Primer consejo: si viene de Singapur y hace mucho está acostumbrado a cruzar la pista sin mirar porque «los automovilistas siempre se detienen en la línea de cebra», ¡cuidado!, ya está en Malasia y acá lo atropellarán sin pedirle permiso ni disculpas; así que, mirar a izquierda y a derecha (que los autos no solo avanzan sin consideraciones sino que, además, retroceden indebidamente sin inmutarse).

Dentro del Centro Comercial está «Aeon», que es una enorme tienda de departamentos, también se halla otro negocio inmenso de dos pisos que dice «Outlet» en alguna parte de su largo nombre, un supermercado («Giant»), una farmacia (con cientos de productos cosméticos), un banco (donde es muy sencillo cambiar dólares de Singapur por ringgits malayos, y atiende hasta tarde), muchos restaurantes (casi todos cadenas, internacionales y malayas, nada extraordinario, pero suficiente para tener un almuerzo simple y olvidable), decenas de tiendas (donde venden de todo, desde electrodomésticos hasta ropa de bebé), media docena de «salones de belleza», algunas academias (música, matemáticas) y un cine con media docena de salas.

Segundo consejo: si quiere ir a caminar a los alrededores del centro comercial, se encontrará que en Malasia, como en Indonesia, el peatón es un ser de segunda categoría y eso de hacer veredas es un lujo que se dan algunos constructores y que otros valientemente evitan.  Vaya con cuidado, que solo cruzar al Mac Donald´s que está al frente del Centro Comercial es ya un reto. Cerca, salvo un par de tiendas irrelevantes y varios «centros de masaje» inmensos, no existe más; a decir verdad, unos cientos de metros más allá hay otras tiendas a lo largo de la avenida que conduce, como a un kilómetro de distancia, a Tesco. Si no tiene experiencia haciendo cabriolas entre los automóviles, vaya en taxi, negocie con el conductor y regatee, el taxímetro está de adorno.

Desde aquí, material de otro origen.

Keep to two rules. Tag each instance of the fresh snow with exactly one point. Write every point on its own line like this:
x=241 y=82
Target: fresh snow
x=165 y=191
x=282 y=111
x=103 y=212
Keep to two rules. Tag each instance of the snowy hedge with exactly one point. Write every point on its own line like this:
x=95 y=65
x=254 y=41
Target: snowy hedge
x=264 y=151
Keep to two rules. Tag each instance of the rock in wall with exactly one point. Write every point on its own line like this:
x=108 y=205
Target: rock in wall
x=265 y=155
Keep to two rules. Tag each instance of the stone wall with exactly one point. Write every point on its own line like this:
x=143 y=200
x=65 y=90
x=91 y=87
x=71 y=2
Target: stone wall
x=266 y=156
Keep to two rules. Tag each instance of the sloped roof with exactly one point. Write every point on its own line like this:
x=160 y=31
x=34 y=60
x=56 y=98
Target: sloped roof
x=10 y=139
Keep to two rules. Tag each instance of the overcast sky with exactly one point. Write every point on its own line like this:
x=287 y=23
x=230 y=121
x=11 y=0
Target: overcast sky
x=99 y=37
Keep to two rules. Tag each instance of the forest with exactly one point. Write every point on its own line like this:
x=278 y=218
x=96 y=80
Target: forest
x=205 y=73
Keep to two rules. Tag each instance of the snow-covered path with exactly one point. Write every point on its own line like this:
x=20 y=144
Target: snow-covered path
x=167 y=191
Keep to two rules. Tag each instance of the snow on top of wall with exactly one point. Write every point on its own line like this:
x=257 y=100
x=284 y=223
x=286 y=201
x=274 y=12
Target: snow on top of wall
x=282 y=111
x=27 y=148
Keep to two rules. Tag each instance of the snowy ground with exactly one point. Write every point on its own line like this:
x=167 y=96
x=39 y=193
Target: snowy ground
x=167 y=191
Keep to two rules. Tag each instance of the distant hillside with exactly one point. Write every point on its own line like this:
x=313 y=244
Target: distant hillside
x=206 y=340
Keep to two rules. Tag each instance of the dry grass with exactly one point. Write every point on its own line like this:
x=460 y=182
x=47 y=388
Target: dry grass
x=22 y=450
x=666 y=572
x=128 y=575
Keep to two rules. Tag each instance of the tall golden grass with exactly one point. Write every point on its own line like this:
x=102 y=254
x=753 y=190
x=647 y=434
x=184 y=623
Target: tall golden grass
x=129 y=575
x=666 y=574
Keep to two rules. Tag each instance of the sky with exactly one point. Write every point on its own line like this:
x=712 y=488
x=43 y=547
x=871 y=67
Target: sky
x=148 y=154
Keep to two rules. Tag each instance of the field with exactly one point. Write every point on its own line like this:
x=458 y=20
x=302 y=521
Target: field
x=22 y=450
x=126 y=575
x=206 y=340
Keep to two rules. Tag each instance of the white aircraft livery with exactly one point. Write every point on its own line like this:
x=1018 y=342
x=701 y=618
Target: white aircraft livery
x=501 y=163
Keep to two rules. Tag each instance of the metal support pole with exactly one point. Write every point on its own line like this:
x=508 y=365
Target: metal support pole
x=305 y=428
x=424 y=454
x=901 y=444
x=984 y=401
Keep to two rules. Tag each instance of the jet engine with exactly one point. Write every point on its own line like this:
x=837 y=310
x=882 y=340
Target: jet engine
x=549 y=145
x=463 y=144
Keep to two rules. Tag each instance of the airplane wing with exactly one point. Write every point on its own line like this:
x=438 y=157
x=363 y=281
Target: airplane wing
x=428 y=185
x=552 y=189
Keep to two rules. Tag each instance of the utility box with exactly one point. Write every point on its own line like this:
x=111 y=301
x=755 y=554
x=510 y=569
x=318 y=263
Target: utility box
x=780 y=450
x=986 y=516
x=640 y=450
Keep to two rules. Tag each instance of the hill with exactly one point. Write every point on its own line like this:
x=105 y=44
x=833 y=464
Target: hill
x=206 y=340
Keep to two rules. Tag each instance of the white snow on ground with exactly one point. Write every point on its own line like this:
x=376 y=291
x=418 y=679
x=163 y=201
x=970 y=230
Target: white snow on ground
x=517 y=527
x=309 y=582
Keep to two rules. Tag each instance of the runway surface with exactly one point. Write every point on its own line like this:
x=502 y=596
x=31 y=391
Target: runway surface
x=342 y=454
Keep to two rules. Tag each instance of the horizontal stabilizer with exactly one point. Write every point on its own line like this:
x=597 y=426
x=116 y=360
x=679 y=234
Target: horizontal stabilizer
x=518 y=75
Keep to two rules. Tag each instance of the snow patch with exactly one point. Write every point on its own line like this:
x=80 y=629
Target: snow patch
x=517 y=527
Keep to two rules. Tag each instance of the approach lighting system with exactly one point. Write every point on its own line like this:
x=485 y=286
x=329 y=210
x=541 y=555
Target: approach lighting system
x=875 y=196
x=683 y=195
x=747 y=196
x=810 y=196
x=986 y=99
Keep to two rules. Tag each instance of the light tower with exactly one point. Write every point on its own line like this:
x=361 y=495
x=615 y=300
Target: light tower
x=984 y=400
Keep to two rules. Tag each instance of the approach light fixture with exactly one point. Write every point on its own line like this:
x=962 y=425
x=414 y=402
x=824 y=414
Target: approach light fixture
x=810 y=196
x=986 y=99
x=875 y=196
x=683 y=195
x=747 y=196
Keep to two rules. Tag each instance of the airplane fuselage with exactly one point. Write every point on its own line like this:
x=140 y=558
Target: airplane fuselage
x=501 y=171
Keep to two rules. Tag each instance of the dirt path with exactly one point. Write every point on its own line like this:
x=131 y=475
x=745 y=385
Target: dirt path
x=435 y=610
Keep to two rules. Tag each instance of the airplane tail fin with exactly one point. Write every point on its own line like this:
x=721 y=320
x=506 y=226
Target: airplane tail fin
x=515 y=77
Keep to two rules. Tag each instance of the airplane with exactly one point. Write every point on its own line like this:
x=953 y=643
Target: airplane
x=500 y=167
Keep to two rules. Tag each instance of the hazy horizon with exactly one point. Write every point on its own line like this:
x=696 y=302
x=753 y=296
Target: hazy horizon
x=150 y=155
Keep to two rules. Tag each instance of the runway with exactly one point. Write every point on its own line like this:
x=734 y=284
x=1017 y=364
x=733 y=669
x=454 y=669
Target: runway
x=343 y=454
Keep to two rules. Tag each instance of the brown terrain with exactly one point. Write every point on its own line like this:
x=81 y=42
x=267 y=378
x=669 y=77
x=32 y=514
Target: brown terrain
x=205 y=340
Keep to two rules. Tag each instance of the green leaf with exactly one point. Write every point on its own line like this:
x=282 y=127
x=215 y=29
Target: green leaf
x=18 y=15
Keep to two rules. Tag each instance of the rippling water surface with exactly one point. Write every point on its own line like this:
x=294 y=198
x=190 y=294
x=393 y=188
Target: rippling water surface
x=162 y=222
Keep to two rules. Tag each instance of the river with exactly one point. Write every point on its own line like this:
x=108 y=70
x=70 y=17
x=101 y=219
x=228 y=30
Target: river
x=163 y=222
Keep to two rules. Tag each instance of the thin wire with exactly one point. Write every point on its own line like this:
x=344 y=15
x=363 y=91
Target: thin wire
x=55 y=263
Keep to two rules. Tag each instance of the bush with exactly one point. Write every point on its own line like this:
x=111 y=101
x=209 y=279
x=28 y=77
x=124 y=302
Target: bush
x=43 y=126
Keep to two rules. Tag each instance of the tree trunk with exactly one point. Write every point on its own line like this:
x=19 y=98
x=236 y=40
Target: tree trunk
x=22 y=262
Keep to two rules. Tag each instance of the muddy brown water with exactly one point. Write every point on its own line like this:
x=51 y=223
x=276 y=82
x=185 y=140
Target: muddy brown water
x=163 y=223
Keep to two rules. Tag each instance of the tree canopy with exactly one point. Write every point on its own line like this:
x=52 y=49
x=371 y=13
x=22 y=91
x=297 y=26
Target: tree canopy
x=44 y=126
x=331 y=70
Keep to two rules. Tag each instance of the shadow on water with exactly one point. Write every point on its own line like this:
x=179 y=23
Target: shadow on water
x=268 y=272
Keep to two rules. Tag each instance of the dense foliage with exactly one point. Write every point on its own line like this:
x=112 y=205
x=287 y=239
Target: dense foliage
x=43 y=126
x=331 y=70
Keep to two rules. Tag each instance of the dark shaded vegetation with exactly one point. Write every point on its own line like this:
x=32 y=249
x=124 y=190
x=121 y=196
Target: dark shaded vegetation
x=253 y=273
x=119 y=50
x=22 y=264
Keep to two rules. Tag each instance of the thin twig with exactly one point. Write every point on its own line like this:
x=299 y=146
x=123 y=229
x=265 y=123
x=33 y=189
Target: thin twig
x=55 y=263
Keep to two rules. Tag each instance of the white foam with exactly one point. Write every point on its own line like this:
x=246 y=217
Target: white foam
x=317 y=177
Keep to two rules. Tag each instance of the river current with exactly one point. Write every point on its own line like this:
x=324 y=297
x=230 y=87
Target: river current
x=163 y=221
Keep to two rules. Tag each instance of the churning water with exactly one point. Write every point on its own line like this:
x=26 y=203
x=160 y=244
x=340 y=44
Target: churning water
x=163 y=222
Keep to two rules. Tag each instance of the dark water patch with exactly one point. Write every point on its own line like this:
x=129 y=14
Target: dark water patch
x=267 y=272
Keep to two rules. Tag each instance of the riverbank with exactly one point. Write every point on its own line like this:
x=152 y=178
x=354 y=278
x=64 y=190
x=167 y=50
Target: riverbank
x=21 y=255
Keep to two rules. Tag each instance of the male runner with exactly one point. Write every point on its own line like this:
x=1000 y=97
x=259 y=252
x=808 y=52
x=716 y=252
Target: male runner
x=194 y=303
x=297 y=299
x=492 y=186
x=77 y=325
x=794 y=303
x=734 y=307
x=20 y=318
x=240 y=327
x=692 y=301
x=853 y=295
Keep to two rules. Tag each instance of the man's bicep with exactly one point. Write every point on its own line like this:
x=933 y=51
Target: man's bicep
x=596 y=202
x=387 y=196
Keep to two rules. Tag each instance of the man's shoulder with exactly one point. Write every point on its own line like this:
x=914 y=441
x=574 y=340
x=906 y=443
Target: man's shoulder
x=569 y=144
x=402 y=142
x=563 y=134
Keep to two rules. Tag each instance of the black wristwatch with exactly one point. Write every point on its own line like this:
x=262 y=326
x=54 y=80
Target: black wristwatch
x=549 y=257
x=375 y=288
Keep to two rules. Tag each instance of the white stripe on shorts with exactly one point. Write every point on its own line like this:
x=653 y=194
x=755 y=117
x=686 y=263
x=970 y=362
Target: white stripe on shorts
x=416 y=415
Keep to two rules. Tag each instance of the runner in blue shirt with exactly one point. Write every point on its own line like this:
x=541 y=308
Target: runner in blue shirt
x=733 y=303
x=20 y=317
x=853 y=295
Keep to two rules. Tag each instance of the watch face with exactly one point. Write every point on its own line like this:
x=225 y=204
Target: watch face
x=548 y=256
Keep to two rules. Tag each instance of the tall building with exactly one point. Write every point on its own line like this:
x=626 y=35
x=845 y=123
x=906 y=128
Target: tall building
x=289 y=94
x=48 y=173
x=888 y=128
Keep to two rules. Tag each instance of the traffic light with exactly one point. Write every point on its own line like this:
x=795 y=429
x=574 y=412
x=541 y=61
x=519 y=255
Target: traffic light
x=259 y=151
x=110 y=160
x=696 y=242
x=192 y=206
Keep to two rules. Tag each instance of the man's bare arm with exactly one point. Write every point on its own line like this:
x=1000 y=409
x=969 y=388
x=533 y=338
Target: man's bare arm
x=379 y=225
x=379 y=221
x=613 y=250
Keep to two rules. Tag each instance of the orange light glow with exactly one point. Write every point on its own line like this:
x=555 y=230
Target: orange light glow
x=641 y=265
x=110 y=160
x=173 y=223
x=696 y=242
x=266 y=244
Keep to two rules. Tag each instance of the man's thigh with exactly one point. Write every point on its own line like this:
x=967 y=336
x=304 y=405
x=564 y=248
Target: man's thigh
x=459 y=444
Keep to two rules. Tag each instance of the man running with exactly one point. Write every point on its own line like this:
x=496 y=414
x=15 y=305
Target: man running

¿Vale la pena ir a Aeon? Aparentemente. Si se va en transporte público, cualquier compra voluminosa es complicada (si le gusta cargar, buena suerte).  Sin embargo, cosas pequeñas (cosméticos, un par de anteojos, alguna pieza de ropa) pueden generar un ahorro simpático (recuerde que, si se queda menos de 48 horas en Malasia, solo puede llevar a Singapur hasta SG$150 en mercancías).  Donde el asunto se pone interesante es en los servicios.  Entre una madre entusiasta que pase por «el salón de belleza» («manicure», «pedicure», corte, lavado) y un padre paciente que compre boletos en el cine para toda la familia, mientras la espera y aguarda a los hijos en sus clases de piano o geometría, «con su cena más», pueden ahorrarse una buena cantidad de dólares al mes.

Tercer consejo: no vaya al baño.  Las cabinas, todas menos una, son de estilo «hoyo en el piso» (acróbatas, bienvenidos) y, claro, sucias; en el mejor de los casos, llenas de agua.  Si no le queda otra y debe ir, vaya a los de la tienda Aeon, son más limpios, tienen jabón y los insectos han sido momentáneamente disuadidos de no pisar esas losetas.

¿Cómo regresar a Singapur? Fácil.  Vaya al paradero donde lo dejaron en la mañana (sí, al mismo) y sea paciente.  El bus pasará de nuevo. No hay cola (recuerde, está en Malasia), solo un mar de gente que atropelladamente querrá ingresar primero.  Sea paciente.  Dos dólares (se paga en efectivo, cinco ringgits) y quince minutos después, estará en el control migratorio malayo y, otra vez, haga, pero en sentido inverso, el recorrido matutino.

Último: Me dicen que cruzar en bus por Woodlands es más fácil y más rápido (entre muertos y heridos uno se demora dos horas yendo y otras dos viniendo por Tuas), que uno llega al «mall» de la frontera en menos de una hora.  El martes lo intentaremos.  Ya les cuento.